Existió también Gottenklein, aquel que rehusó ser elegido y se empeñó en convertirse en elector. Soñó vívidamente que lo conseguía y despertó el enojo en un sueño de Stammeln. En el sueño de Stammeln, Lärmend, pariente lejano de Gottenklein, habría raptado y deshonrado a Sabina, la prometida de Hermes Ingenui, hijo de Stammeln. Al despertar, Stammeln coronó a Gottenklein con ramas de olivo, casó a Sabina con Hermes y desterró a Lärmend al país llano. Para Stammeln sólo ha sido un mal sueño. Para el Olimpo, Lärmend volvió en leyenda.

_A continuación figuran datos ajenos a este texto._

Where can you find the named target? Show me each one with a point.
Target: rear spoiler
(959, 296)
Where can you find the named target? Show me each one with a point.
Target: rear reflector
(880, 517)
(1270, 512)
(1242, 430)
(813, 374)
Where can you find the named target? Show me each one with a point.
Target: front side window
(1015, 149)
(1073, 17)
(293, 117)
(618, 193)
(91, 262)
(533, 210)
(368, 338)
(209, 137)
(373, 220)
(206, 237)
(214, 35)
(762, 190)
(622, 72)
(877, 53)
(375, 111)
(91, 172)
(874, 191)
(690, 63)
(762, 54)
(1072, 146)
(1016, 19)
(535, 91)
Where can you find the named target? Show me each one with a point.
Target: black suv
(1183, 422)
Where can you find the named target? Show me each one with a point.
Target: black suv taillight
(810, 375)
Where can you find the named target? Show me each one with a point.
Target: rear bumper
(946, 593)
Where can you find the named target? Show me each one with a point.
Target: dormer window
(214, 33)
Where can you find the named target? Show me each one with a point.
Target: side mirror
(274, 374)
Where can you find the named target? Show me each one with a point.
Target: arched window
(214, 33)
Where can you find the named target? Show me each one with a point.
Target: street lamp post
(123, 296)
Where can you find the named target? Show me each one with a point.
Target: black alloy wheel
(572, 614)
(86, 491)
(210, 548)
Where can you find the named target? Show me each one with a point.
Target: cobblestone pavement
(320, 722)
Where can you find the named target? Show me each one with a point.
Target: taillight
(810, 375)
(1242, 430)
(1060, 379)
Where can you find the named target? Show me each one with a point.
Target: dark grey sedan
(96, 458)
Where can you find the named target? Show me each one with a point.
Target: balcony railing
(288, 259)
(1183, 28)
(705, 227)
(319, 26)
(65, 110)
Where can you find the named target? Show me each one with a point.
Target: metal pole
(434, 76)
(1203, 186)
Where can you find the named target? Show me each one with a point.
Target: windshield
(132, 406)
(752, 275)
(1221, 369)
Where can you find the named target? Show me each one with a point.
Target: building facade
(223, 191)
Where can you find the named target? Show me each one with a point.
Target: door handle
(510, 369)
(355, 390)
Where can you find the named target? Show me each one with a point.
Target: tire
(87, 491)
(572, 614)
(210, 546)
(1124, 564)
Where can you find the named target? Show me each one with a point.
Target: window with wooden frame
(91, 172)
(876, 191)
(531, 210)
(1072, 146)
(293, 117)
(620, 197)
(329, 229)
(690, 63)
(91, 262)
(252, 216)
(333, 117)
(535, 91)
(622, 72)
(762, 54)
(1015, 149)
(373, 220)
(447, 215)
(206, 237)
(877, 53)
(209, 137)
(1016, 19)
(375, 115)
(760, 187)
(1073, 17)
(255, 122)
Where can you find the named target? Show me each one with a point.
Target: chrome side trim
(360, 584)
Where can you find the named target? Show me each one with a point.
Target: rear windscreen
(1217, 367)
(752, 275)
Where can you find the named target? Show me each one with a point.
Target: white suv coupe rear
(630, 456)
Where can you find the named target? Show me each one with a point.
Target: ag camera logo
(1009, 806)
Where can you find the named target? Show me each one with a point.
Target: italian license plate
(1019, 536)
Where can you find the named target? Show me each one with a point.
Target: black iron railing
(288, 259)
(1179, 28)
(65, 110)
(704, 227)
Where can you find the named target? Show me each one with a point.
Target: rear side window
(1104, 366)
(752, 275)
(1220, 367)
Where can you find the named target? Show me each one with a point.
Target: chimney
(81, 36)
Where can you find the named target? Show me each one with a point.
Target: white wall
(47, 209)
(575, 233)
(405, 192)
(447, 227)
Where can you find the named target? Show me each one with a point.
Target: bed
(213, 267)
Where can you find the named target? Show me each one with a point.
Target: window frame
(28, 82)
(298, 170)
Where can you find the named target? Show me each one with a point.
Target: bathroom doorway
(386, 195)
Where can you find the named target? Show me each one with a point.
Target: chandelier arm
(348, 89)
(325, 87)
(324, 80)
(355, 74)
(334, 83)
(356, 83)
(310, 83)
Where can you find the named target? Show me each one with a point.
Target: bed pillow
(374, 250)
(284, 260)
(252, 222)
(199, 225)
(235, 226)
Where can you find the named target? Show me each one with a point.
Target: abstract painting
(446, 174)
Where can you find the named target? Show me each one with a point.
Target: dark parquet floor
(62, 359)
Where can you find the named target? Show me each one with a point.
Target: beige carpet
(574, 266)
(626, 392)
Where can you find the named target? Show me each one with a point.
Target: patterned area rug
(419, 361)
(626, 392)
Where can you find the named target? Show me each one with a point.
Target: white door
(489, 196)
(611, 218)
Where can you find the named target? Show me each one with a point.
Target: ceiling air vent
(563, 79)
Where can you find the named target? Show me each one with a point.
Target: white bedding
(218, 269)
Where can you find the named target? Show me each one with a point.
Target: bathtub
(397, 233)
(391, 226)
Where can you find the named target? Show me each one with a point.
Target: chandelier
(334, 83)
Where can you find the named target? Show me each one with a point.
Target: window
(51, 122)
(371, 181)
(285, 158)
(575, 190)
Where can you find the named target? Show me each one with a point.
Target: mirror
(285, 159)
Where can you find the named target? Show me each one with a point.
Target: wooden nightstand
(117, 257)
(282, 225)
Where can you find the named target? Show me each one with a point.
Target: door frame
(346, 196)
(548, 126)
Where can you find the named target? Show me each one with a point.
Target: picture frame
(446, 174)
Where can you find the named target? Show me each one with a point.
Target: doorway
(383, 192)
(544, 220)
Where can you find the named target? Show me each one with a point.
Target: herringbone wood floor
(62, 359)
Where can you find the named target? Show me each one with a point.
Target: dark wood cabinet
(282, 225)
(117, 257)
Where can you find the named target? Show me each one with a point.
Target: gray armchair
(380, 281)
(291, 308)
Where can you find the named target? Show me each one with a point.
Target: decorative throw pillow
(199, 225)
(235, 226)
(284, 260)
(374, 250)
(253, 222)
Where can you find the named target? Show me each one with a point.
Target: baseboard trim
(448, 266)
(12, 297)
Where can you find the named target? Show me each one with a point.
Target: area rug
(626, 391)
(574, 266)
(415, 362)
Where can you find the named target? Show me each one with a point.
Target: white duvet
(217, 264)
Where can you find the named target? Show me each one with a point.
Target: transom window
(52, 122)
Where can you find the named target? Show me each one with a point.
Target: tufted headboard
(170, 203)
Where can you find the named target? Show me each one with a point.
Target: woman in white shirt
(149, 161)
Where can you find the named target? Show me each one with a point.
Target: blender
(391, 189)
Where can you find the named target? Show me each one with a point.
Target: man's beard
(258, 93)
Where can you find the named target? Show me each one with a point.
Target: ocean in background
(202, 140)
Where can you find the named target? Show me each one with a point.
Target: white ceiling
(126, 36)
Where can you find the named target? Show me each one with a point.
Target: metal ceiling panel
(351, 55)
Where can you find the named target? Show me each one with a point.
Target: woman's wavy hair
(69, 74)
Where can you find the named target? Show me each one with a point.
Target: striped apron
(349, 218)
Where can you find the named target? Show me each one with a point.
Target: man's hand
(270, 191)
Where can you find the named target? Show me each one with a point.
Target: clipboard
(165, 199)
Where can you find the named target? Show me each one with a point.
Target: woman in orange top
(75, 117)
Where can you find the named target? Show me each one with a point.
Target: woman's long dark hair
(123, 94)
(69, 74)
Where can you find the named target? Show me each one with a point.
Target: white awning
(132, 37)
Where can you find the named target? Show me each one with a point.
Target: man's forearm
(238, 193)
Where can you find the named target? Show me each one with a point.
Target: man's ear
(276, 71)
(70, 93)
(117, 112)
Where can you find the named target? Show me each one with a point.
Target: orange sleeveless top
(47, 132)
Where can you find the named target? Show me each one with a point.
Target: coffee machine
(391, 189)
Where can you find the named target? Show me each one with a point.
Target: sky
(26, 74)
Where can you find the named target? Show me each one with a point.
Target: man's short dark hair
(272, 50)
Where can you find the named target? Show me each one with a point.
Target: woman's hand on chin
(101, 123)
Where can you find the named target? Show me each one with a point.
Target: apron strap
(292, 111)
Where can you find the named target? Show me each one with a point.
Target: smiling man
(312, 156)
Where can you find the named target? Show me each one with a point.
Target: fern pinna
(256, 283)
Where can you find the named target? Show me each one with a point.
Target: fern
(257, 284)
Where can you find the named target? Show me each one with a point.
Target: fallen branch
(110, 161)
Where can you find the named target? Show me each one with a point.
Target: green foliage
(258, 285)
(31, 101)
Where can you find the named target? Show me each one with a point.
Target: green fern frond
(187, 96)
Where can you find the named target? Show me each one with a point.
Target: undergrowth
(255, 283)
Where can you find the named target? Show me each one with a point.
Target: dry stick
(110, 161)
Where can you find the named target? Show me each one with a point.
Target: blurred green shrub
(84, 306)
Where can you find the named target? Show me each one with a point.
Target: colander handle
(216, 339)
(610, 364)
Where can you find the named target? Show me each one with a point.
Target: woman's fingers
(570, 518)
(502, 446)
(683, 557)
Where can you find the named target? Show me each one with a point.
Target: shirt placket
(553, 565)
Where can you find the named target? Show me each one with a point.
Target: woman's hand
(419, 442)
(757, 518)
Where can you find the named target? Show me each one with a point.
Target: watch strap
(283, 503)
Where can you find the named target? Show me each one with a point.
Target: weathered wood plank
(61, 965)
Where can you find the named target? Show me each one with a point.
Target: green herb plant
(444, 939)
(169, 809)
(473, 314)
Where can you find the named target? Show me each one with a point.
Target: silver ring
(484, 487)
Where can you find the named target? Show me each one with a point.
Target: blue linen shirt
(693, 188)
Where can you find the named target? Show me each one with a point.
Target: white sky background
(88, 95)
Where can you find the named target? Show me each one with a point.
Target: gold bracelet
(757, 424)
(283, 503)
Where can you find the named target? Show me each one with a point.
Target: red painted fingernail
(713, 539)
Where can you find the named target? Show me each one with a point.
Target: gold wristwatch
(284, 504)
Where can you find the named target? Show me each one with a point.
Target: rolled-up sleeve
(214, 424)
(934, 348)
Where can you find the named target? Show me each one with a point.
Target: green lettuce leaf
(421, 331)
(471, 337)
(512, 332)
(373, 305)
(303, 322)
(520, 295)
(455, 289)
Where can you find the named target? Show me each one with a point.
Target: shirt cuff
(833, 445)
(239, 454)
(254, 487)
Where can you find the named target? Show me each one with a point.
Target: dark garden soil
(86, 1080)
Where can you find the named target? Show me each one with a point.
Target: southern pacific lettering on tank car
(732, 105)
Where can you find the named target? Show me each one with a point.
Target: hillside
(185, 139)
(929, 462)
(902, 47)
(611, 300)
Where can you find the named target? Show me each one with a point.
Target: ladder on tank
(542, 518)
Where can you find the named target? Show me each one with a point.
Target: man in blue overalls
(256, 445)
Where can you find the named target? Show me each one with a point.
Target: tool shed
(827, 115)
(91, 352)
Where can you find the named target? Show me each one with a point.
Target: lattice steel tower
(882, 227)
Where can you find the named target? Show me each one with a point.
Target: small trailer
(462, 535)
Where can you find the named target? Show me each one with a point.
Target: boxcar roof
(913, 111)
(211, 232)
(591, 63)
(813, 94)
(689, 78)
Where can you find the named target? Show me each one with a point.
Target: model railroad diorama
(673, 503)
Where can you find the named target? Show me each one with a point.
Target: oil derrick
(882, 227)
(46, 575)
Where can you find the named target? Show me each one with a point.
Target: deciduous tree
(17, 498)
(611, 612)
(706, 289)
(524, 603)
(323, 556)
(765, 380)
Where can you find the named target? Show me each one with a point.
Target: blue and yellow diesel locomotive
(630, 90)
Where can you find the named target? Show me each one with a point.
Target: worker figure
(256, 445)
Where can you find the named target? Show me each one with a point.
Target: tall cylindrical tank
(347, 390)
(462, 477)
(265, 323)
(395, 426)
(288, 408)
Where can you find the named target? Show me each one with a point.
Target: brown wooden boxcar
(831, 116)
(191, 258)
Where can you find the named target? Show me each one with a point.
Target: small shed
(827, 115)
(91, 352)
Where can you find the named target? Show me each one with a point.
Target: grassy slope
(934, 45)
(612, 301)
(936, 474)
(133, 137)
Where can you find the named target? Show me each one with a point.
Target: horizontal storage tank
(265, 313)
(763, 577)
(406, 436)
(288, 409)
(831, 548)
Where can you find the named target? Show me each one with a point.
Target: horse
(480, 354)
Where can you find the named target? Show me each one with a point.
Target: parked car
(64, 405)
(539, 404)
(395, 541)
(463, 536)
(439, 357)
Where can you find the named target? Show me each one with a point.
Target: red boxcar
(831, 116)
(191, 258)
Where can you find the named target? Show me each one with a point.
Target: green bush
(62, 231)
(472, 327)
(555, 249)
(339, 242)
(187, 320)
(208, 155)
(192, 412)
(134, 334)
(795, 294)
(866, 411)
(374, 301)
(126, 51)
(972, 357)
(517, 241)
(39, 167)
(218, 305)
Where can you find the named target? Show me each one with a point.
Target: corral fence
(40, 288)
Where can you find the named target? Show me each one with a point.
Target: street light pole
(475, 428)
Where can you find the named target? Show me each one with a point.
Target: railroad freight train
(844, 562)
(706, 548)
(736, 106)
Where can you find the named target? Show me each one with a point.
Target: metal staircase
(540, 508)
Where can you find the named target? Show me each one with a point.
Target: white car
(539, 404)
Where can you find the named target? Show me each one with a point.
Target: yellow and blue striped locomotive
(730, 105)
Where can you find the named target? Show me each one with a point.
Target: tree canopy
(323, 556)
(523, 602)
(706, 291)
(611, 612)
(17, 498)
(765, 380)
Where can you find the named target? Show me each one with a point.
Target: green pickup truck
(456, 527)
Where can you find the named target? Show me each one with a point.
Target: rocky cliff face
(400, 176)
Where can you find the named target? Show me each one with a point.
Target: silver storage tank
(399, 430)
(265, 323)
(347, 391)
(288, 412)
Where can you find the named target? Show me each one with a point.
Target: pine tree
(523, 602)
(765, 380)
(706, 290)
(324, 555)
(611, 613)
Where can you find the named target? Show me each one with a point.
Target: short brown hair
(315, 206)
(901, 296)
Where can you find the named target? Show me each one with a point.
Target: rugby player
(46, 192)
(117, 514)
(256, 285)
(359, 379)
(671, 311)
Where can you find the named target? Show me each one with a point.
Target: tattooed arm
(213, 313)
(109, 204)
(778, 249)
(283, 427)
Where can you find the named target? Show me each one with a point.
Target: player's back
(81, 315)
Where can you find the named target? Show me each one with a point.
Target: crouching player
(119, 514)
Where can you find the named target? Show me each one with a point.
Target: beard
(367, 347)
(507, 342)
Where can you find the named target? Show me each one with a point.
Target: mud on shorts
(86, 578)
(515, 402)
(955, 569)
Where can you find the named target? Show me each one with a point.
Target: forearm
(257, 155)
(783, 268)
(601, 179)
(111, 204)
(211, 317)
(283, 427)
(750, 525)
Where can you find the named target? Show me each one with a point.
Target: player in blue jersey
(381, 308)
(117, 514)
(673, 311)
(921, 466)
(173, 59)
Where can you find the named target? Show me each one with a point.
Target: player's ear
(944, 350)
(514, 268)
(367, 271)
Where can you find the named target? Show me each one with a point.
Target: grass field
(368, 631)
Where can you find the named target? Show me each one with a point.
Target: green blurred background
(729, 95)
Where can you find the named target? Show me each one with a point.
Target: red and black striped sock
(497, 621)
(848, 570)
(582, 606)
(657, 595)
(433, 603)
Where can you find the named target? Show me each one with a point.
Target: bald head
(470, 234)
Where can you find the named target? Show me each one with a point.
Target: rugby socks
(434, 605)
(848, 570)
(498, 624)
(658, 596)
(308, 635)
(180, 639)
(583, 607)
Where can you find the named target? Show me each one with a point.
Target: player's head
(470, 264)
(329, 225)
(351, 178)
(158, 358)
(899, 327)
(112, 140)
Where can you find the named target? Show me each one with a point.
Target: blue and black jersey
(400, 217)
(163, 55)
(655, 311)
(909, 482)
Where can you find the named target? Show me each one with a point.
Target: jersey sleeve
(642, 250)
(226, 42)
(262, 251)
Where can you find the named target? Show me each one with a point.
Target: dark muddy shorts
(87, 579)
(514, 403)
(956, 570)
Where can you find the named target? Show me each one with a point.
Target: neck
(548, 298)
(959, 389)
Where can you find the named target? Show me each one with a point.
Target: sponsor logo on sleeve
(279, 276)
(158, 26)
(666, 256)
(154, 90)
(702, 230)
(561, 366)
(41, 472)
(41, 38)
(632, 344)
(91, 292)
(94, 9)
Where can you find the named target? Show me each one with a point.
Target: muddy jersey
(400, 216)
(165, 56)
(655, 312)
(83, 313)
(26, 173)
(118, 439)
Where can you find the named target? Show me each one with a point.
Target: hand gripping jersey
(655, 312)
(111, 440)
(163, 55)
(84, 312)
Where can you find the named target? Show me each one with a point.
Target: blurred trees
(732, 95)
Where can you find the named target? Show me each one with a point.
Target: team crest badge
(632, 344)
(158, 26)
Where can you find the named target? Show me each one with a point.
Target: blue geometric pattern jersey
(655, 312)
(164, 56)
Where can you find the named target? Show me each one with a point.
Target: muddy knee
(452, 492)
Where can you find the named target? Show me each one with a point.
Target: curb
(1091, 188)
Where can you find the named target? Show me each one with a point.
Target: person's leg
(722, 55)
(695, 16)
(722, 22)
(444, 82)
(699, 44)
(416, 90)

Lugar de piedras. Rugosidades que sobresalen con natural ocurrencia en este espacio. No son como las de Stonehenge, ni como las que se apilan en Chichén, o las percibidas en Giza; construidas por los mortales para sus dioses. Estas piedras, las de este lugar, han sido engendradas por Curicaveri, el dios fuego. Paridas y amamantadas por Cuerahuáperi, la diosa luna. Los dioses purépechas las han concebido para sus hijos los mortales. Aquel que se ha quedado, o aquel que se ha ido, habiendo estado ahí, tendrá girones de su alma atorados en esas piedras.

En el Universo, en el Cosmos, en donde todo es energía, es espacio y es tiempo; la realidad es intangible. Es un constructo mental incrustado, originado, impuesto; por los principios de la antropía. En suma: la realidad es percepción. Si entonces no fue así, y ahora lo percibimos diferente, entonces, el inamovible pasado ha cambiado.